Il en résulte un spectacle impressionnant dans un décor monumental assez unique dans les annales lyriques puisqu’il s’agit d’une sorte de machine métallique gigantesque sur laquelle les solistes chantent en équilibre instable. Avec une lecture musicale honorable, aussi bien sur la scène que dans la fosse, avec l’Orchestre de la Suisse Romande dirigé par son chef Jonathan Nott, voilà qui rend la soirée genevoise digne d’intérêt.

Mémoires genevoises

Il y a à Genève une mémoire forte autour d’Elektra. En 1990, Hugues Gall programma dans une mise en scène d’Andrei Șerban et sous la direction de Jeffrey Tate une Elektra où ne se côtoyaient rien moins que Gwyneth Jones et Leonie Rysanek. Un tel souvenir pèse évidemment lourd dans les mémoires lyriques, évoquant toujours un âge d'or révolu…
En 2010 une autre production, moins glorieuse, proposait cependant la Clytemnestre d’Eva Marton, autre légende, dans l’un de ses derniers rôles.
Pour cette troisième production en une trentaine d’années (beaucoup d'Elektra et peu de Salomé dans le paysage genevois…), Aviel Cahn fait un choix plus fortement centré sur l’originalité du projet scénique que de la performance musicale. Vu les commentaires à la sortie du théâtre lors de la première, la production a produit son petit effet.

 

 

La mécanique tragique

Le projet d’Ulrich Rasche est assez clair : il s’agit de construire une image de la tragédie d’Hofmannsthal et Richard Strauss (et par incidence de celle de Sophocle) qui permette de visualiser l’écrasement des personnages sous le poids des destins et des péripéties sanglantes qui peuplent l’histoire des Atrides.

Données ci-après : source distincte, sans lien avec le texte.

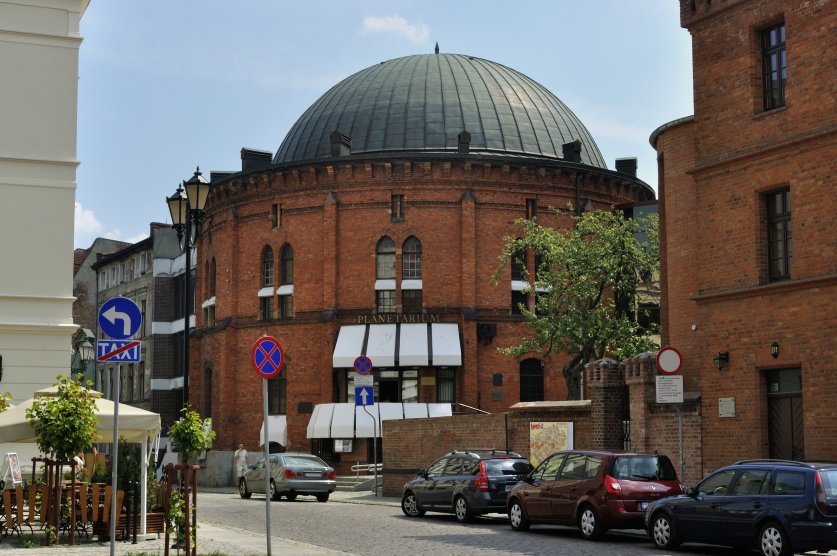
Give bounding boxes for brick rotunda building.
[189,53,654,466]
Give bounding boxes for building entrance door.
[767,369,805,460]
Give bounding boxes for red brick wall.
[190,155,650,450]
[382,401,593,496]
[657,0,837,471]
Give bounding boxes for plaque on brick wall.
[718,398,735,417]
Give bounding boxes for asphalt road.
[198,493,764,556]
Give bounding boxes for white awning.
[306,403,453,439]
[259,415,288,446]
[396,324,430,367]
[331,324,366,367]
[432,323,462,367]
[358,324,397,367]
[332,322,462,368]
[306,403,335,438]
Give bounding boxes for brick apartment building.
[651,0,837,470]
[189,52,654,462]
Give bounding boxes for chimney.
[458,130,471,154]
[563,139,581,162]
[329,131,352,156]
[241,147,273,172]
[616,158,636,177]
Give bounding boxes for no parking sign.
[250,336,285,378]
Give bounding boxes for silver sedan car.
[238,453,337,502]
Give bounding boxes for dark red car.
[506,450,683,539]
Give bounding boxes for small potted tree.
[168,405,215,548]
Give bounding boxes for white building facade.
[0,0,88,410]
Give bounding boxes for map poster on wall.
[529,421,573,466]
[6,452,23,484]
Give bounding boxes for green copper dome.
[273,54,607,168]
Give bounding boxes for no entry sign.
[250,336,285,378]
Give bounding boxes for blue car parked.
[645,460,837,556]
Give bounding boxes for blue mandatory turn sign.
[96,340,142,363]
[355,386,375,406]
[99,297,142,340]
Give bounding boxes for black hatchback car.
[645,460,837,556]
[401,449,532,523]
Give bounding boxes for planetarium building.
[188,53,654,467]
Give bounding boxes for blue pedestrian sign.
[355,386,375,406]
[99,297,142,340]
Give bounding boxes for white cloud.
[74,201,102,235]
[362,15,430,44]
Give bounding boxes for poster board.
[6,452,23,485]
[529,421,573,466]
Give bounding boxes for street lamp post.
[166,167,209,407]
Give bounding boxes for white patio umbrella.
[0,386,160,534]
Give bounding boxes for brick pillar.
[624,353,657,452]
[584,358,627,450]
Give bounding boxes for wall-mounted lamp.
[712,351,729,371]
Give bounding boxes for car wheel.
[401,490,425,517]
[651,513,680,550]
[453,495,474,523]
[759,521,793,556]
[578,504,604,540]
[238,479,253,498]
[509,500,529,531]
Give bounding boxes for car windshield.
[611,455,677,481]
[285,456,326,467]
[483,458,528,475]
[820,469,837,498]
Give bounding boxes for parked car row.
[401,450,837,556]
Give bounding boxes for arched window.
[203,367,212,418]
[209,257,215,297]
[375,236,395,280]
[401,236,421,280]
[279,245,294,285]
[375,236,395,313]
[520,359,544,402]
[277,244,294,319]
[401,236,422,313]
[259,245,273,320]
[262,245,273,286]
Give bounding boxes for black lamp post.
[166,167,209,406]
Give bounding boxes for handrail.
[352,462,384,479]
[451,402,491,415]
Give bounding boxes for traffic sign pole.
[262,378,270,556]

Face à cette machine monumentale, les êtres humains apparaissent minuscules, soumis à la mécanique tragique à laquelle ils sont physiquement attachés. sans pouvoir s'achapper
La tragédie, c’est d’abord une mécanique, quel qu’en soit le sujet. Les héros ou héroïnes sont prisonniers d’un réseau de causalités qui finit par les acculer dans ce dernier moment décisif qui se joue au moment où le rideau se lève. N’oublions jamais que la tragédie est d’abord un dénouement, le dernier jour de la crise, où la parole se libère. Et la parole, dans la tragédie est action.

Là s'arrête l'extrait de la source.